"La grande maladie de l'horreur du domicile." The biggest sickness, wrote the French poet Charles Baudelaire, is horror of the home. It is an idea that comes to life in Pajtim Statovci's second novel Crossing, a timely book that looks to challenge preconceptions about gender.
At the centre are two young Albanian boys who flee their home city of Tirana in the 1990s in the hope of better futures elsewhere. In a deft narrative that splices both voices with myriad backdrops – Berlin, New York, Madrid, Rome and Helsinki – Statovci tells a quietly subversive tale that seeks to highlight the devastating effects of shame.
With his narrators Agim and Bujar, who develop from young boys into unhappy young men, shame is inextricable from family. Agim’s voice dominates the narrative, from a gripping opening section that sees him attempt suicide as an immigrant in Rome in his early 20s. His predicament – “I am a man who cannot be a woman but who can sometimes look like a woman” – gives us a character who does not rest easy from the beginning and, crucially, won’t allow the reader to rest either.
As the book progresses, Agim emerges as an intelligent, kind boy whose struggles with identity, self-esteem, sexuality and gender see him mature into a self-preserving nomad who takes out his bitterness on those around him. In Agim, Statovci has created a complex individual whose morally dubious actions and inability to empathise with others at times border on psychopathy. At the same time, we feel the struggle – the loneliness, loss and degradation – that has brought him to this state. In a more conventional book, Agim might leave behind the bigoted culture in Albania and find happiness in a tolerant Western society. In Crossing, while he finds love and acceptance in locations across the world, it is never enough to quiet the hatred he feels for himself, instilled since childhood.

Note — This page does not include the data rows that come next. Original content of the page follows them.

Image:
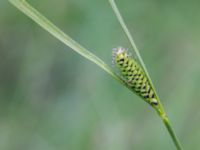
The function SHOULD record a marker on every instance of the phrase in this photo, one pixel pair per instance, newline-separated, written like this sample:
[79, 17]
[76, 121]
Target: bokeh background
[51, 98]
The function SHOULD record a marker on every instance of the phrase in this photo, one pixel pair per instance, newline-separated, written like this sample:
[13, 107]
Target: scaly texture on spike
[133, 75]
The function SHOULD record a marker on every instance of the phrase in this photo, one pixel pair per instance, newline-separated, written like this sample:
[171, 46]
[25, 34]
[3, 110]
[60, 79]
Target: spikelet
[133, 75]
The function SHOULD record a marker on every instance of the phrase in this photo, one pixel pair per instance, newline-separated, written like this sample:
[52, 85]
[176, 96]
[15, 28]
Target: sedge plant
[133, 75]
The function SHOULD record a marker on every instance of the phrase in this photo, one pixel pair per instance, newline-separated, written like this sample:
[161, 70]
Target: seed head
[133, 75]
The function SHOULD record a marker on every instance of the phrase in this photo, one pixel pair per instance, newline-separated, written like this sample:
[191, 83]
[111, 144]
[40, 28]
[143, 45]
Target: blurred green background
[53, 99]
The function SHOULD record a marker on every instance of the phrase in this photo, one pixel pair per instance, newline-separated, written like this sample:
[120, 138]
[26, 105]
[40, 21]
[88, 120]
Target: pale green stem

Agim’s best friend Bujar is the book’s second narrator, running away from the loss of his father to cancer, the disappearance of his sister Ana, and his distraught mother who lies in their poverty-stricken apartment “sprawled on the bed like a torn bag of flour”.
Unlike many contemporary novels, the dual narratives here support each other and each feels rounded and distinct. Statovci is particularly good at writing loss. Bujar’s father has terminal skin cancer – “it all felt utterly silly – to die of something as mundane as sunlight” – and he mirrors the two young narrators in his refusal to go gently into the good night. As his wife urges him to appreciate his life, his happy marriage and two wonderful children, it is his son who takes to heart the response: “The children, he scoffed. Anybody can have children, he continued, turning on his side, and I sensed the bitterness in his movements, in his legs, which he used to kick away the blankets.”
Clear, vivid prose
Crossing is full of insights and thought-provoking reflection, from suicidal ideation to sexual identity and the gender issues of the title: “I’m in a constant struggle with myself whenever I have to move from one place to the next or talk to other people. And that sensation is always present; there isn’t a day that goes by when I don’t think about it, about how inevitable it is that all life will eventually end.”
Statovci, who is 29, writes sensitively of his topics, in clear, vivid prose. The author's family moved from Kosovo to Finland when he was an infant. His debut novel My Cat Yugoslavia (2014) won the Helsingin Sanomat Prize. Crossing won the Toisinkoinen Prize in 2016.
The backdrops of the novel all come easily to life. Most vivid is war-torn Albania and the injustice of geography. As he tries to settle in Rome, Agim is stark on the difference: “People here have time to lick their wounds, to be traumatized for years about something utterly trivial – they have all the time in the world to think about the meaning of life from one day, one month, one year to the next, to wonder what they want to do, what kind of profession they wish to have, while in my homeland newborn babies die of a fever and malnourishment, men die of shots fired to uphold the family honour, and women fleeing from their husbands are killed by the bullets given to their husbands by family during their wedding celebrations.”
Metanarratives run through the book – the allegories of Bujar’s father, the myth and history of Albania, the fictions Agim creates about himself – and all speak back to the painful, confusing subject of home. Early in the narrative Agim assures us that “nobody has to remain the person they were born; we can put ourselves together like a jigsaw”. A confident assertion, but as he travels the world in search of himself, the reader learns that a picture with one missing piece can never be finished.